You’ll hardly find a company that hasn’t faced some kind of disruption due to COVID-19, especially when it comes to marketing operations.

With uncertainty in the markets, organizations minimizing costs, and intent purchase decreasing, marketers have to figure out ways to manage during these uncertain times. They are adjusting budgets and channels, experimenting with messaging, switching from live to digital-conferences and webinars, social and more.

We continue to follow the impact of COVID-19 on Israeli tech companies, as we previously did with surveys of HRs and CFOs; this time we’re surveying the marketing departments.

This survey had 62 respondents, across sizes and verticals:

By size: B2B – 36; B2SMB – 9; B2C – 11; Marketplaces – 2.

By vertical: 1-50 employees – 16; 50-100 employees – 12; 150-500 employees – 11; 500+ employees – 11.

In general, marketing budgets are being cut across the board, with companies shifting budgets mainly to increase the top of their funnel and playing with messaging, while some of the B2C companies are seeing greater intent with people at home and online.

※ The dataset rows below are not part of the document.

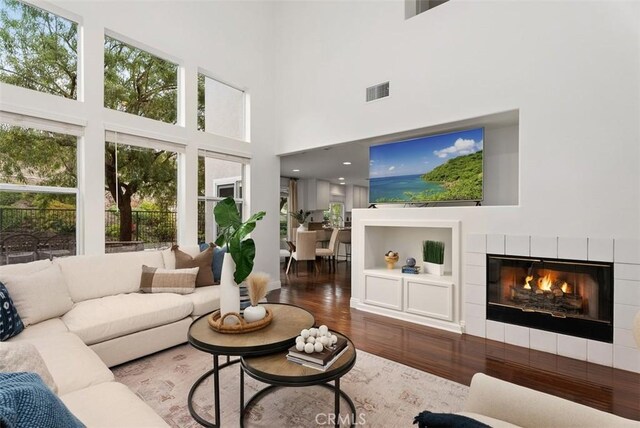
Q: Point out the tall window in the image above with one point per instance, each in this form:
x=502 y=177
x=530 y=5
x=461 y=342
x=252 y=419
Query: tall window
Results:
x=140 y=186
x=139 y=83
x=221 y=108
x=38 y=50
x=38 y=188
x=335 y=214
x=219 y=176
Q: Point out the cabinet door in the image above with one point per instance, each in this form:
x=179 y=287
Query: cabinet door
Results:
x=382 y=291
x=433 y=300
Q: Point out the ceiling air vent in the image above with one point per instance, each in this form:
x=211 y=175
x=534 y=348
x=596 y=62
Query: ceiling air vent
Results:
x=378 y=91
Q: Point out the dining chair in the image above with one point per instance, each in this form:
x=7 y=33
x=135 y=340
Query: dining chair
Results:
x=305 y=249
x=331 y=251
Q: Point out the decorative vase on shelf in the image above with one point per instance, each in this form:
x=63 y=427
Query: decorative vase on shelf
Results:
x=433 y=268
x=229 y=290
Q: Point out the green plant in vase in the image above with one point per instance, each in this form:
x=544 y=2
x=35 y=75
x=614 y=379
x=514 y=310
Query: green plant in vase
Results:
x=233 y=233
x=433 y=257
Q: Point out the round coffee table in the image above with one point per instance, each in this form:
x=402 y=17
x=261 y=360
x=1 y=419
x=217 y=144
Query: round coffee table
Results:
x=287 y=322
x=275 y=370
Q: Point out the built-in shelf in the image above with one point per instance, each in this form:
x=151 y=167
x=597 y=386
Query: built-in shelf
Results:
x=422 y=298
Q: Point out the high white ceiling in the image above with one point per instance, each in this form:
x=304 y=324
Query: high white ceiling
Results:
x=326 y=164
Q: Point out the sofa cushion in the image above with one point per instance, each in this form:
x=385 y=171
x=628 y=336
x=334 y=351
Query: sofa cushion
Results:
x=25 y=401
x=159 y=280
x=44 y=328
x=202 y=260
x=97 y=320
x=204 y=299
x=40 y=295
x=111 y=405
x=24 y=357
x=90 y=277
x=10 y=322
x=72 y=364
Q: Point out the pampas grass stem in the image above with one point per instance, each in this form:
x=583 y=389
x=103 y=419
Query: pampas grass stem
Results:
x=257 y=284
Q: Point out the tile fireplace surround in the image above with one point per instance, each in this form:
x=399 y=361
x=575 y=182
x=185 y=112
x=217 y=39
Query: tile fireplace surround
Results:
x=625 y=255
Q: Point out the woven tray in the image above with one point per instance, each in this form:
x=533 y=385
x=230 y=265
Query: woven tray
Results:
x=217 y=323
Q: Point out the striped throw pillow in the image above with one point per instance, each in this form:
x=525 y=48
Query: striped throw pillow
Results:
x=159 y=280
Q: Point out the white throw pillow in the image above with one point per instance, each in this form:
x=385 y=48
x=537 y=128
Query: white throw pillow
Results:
x=39 y=296
x=24 y=357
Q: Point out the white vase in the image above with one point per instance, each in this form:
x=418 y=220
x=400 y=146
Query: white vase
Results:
x=229 y=290
x=433 y=268
x=254 y=313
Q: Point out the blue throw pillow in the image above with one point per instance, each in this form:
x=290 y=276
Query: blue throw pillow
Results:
x=216 y=263
x=25 y=401
x=10 y=322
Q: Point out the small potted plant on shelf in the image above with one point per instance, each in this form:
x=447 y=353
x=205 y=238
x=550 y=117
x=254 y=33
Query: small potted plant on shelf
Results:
x=433 y=257
x=301 y=216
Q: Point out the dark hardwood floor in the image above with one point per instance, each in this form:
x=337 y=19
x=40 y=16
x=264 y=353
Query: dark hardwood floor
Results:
x=453 y=356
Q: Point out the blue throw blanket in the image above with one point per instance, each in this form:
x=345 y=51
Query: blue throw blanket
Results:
x=26 y=402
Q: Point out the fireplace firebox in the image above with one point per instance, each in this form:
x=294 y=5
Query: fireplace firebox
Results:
x=562 y=296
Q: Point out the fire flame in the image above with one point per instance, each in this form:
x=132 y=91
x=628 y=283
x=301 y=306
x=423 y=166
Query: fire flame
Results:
x=527 y=286
x=545 y=282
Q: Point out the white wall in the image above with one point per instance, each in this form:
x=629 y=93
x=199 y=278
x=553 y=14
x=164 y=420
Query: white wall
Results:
x=232 y=41
x=571 y=69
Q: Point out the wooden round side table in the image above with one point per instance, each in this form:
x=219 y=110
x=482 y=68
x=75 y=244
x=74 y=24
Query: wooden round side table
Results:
x=287 y=322
x=275 y=370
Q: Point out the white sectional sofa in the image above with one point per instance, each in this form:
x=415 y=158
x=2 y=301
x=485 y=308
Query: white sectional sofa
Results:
x=102 y=321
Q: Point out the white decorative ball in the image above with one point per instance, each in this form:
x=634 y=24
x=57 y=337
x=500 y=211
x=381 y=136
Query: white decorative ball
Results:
x=308 y=348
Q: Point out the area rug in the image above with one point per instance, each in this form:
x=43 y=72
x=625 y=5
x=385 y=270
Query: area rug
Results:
x=385 y=393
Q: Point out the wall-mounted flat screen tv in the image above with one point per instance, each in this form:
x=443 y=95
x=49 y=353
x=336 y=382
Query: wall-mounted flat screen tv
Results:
x=435 y=168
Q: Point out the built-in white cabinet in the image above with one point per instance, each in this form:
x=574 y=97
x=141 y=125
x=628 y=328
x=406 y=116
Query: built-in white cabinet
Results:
x=356 y=197
x=421 y=298
x=418 y=294
x=314 y=194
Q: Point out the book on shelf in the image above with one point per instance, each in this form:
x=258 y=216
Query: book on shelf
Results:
x=321 y=367
x=322 y=357
x=410 y=269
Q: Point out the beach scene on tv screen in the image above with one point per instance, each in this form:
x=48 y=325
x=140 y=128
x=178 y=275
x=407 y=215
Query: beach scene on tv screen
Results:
x=446 y=167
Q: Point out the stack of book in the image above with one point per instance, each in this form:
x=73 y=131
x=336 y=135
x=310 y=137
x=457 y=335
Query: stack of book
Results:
x=410 y=269
x=319 y=360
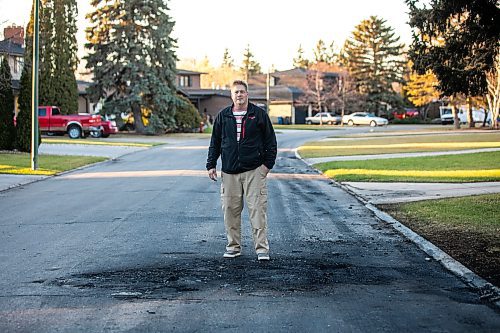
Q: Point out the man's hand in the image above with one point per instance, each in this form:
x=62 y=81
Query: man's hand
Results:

Let’s dive further into the data.

Did you make any changes to the marketing budget (by company size)?

Marketing budgets are being cut across the board, from small to medium size companies. Only ~25% of companies didn’t change their budget. For all the rest, there was between a 15-50% change. The exception here is very large enterprises (>500 employees), which are maintaining stable budgets, probably  due to the fact that they have strong financial backing and therefore are not pressed to take immediate cost-cutting action. But we believe they will be making adjustments in the near future as well.

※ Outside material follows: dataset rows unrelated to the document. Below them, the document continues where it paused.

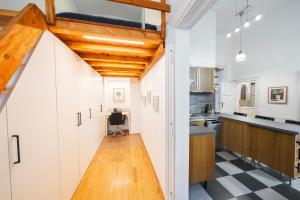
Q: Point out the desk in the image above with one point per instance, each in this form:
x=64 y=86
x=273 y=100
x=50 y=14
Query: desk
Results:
x=124 y=112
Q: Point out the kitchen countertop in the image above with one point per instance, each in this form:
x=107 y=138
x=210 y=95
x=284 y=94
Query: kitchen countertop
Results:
x=197 y=130
x=276 y=126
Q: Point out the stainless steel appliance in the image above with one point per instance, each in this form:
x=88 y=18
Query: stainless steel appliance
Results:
x=215 y=124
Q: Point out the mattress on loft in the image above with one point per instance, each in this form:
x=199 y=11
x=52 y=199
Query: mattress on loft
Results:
x=105 y=20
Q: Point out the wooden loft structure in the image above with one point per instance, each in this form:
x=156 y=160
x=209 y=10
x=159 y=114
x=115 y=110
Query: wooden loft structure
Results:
x=112 y=50
x=19 y=33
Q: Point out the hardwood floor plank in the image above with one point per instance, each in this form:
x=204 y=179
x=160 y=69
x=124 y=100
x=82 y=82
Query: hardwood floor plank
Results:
x=121 y=169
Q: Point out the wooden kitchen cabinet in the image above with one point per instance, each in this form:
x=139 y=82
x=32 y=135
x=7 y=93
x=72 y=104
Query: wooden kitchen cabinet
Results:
x=232 y=135
x=250 y=141
x=202 y=158
x=266 y=146
x=276 y=149
x=286 y=146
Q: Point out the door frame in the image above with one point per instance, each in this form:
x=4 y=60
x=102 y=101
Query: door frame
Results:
x=183 y=16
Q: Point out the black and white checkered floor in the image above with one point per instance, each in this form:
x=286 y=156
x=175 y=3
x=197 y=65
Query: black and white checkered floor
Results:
x=238 y=180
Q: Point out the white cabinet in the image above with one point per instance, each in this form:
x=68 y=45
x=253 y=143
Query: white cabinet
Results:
x=32 y=121
x=67 y=75
x=88 y=136
x=5 y=190
x=51 y=126
x=79 y=137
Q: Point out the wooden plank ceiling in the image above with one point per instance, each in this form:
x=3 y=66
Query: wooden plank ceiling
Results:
x=112 y=50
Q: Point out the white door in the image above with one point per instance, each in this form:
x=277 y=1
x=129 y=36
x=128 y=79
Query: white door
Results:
x=86 y=139
x=32 y=121
x=5 y=190
x=100 y=106
x=67 y=71
x=228 y=97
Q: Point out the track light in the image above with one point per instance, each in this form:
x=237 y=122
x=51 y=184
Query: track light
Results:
x=258 y=17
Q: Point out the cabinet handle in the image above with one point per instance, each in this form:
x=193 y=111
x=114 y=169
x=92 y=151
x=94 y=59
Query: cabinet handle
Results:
x=79 y=118
x=18 y=148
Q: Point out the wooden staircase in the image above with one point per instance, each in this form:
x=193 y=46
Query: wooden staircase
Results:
x=19 y=33
x=5 y=17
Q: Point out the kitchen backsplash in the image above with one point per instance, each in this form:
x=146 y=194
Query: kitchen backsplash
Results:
x=199 y=100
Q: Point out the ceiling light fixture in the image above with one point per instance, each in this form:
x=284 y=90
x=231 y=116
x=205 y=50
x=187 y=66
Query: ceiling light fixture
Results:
x=89 y=37
x=237 y=30
x=258 y=17
x=246 y=24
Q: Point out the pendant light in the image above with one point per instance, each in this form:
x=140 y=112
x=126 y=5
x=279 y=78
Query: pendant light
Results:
x=241 y=56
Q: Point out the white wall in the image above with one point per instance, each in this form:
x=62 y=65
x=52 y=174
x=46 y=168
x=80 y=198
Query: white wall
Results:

If we view the data as “binary” – it’s evident that as the company size increases, so does its willingness to cut marketing budgets (with the exception of the large enterprises, as mentioned before).

Did you make any changes to the marketing budget (by vertical)?

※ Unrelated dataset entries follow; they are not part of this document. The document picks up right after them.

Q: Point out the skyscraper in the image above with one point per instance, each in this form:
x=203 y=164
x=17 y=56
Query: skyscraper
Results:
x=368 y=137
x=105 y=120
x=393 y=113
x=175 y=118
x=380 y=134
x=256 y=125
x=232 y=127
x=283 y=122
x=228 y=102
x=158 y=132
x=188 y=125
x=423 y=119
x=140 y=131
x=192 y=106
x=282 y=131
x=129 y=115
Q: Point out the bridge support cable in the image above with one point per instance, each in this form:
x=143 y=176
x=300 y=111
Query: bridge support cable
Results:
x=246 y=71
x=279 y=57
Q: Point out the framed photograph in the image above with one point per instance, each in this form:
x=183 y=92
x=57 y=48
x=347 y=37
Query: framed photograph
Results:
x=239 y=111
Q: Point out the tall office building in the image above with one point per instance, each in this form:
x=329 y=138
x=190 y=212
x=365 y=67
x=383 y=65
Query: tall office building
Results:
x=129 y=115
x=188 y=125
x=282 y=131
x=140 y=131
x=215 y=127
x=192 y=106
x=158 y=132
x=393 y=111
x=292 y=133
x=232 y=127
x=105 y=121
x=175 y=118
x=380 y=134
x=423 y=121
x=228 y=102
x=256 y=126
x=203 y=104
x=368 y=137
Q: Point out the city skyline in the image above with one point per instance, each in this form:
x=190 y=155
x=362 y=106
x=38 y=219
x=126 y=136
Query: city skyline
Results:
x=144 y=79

When we examine budget cuts by vertical, it’s evident that B2B companies suffer more, with 71% of companies saying they are cutting budget in some scope, vs. only 45% of B2C companies. The reason for this discrepancy is that for B2C companies, marketing is directly correlated with immediate revenue, which is not the same for B2B companies.

Where are you shifting your budgets nowadays?


Most companies these days are more focused than ever on increasing the top of the funnel, with larger companies also putting resources into expansions to create new bookings.

With events and conferences being cancelled where did you move your budgets?


There are three main avenues for new marketing spend: content, webinars/virtual conferences, and social networks. With the abundance of new content surrounding the COVID-19 crisis, content now more than ever needs to be unique and value-add. Otherwise, it is likely to go to waste.

Did you make any pivots/experiment with new messaging?


No doubt difficult times requires different messaging – the majority of both B2B and B2C companies are experimenting with new messaging amid the crisis, to get above the noise and even to maintain relationships with (current and prospective) customers, or in their CS efforts. Messaging is always tricky during a time of crisis, as companies need to delicately balance the need to sell while being aware that overly-aggressive tactics can hurt the brand image.

Are you seeing any price changes in the cost of media?

This is of course very vertical oriented, but most B2C companies are seeing a decrease in the cost of media (partially due to the increase in ADU), not only in social but also on traditional mediums such as TV commercials.

Do you see any change in purchasing intent?


As businesses freezing budgets, B2B companies find it more difficult to close deals; on the consumer side, with more people at home and online, there is a great opportunity on the table for consumer-facing companies.

Did you cut any of your team members (by vertical)?


With the current work environment unstable, we already see some companies cutting their workforce and we expect to see more as the situation evolves.

Did you cut any of your team members (by company size)?


All companies are cutting, or are intending to cut, headcount in marketing departments in accordance with the general headcount cuts we see in other organizational functions. This is true even for large companies that until now haven’t made any changes.